2002

The Voice: Winter 2002

The Voice

Hitchcock becomes Dr. Danny


Dr. Danny Hitchcock Dr. Danny Hitchcock, who has been teaching in the psychology department since the fall of 2000, successfully defended his dissertation and was awarded the Ph.D. from Rutgers University this fall. Hitchcock's dissertation was titled “The Influence of Emotional and Physiological Activity on Infant Memory.”

Hitchcock says he's been fascinated with how babies develop since his college days when he did an honor's thesis involving infants. When he applied to graduate school, he looked for a place that had a good reputation in the study of infants. He found that at Rutgers.

For his research Hitchcock observed 100 four-month-old babies as they learned how to make a ribbon activate a slide and music show. After they'd learned how to pull the string, the ribbon was disconnected. Most babies reacted with frustration and anger. During both situations, Hitchcock observed facial expressions, tested cortisol levels through a saliva test, and measured heart rate to determine what happens to children as they learn. The objective was to find out whether the amount of emotion observed during the learning process influenced memory.
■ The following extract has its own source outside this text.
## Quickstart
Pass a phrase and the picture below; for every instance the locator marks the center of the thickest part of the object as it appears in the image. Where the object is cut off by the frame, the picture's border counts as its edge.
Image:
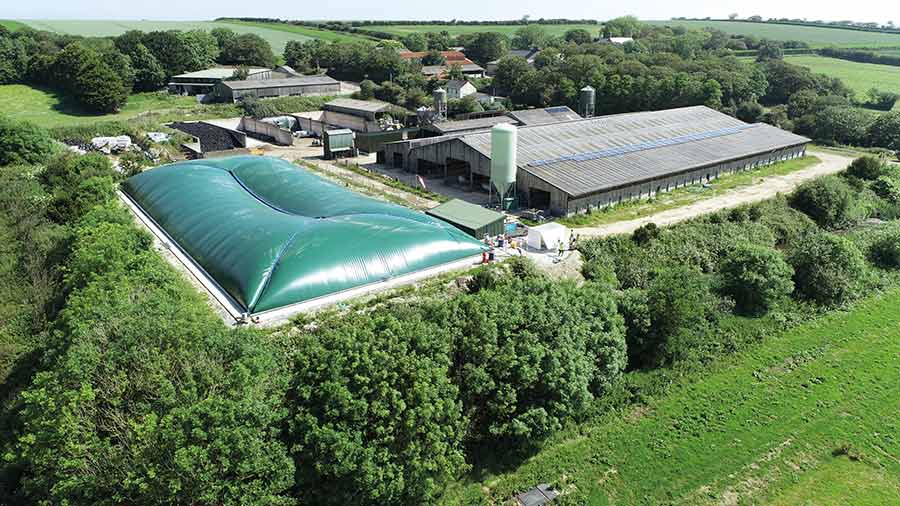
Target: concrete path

Hitchcock found that although sixty percent of the babies remembered how to make the ribbon activate the slides and music, one week later, those who had shown the most anger and the most extreme heart rate during learning were least likely to remember how to play the game. He concludes that high levels of stress disrupt memory. He was happy to find that despite the fact that most babies became frustrated, none were affected strongly enough to raise their cortisol levels as would happen in a traumatic event.
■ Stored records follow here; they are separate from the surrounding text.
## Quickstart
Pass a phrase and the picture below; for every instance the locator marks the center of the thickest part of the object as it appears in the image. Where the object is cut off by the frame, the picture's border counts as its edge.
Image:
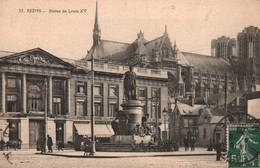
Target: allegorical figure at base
(130, 84)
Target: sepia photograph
(130, 83)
Hitchcock hopes to continue his research on babies' learning in the years ahead, developing a baby studies research program in which his students can participate. He plans to develop lab components for his Cognitive Psychology, Learning Theory, and Physiological Psychology classes that will allow collaborative research for students in his classes.

“This could create a great opportunity for individual psychology majors who plan to go on to graduate school and want some research experience,” he says.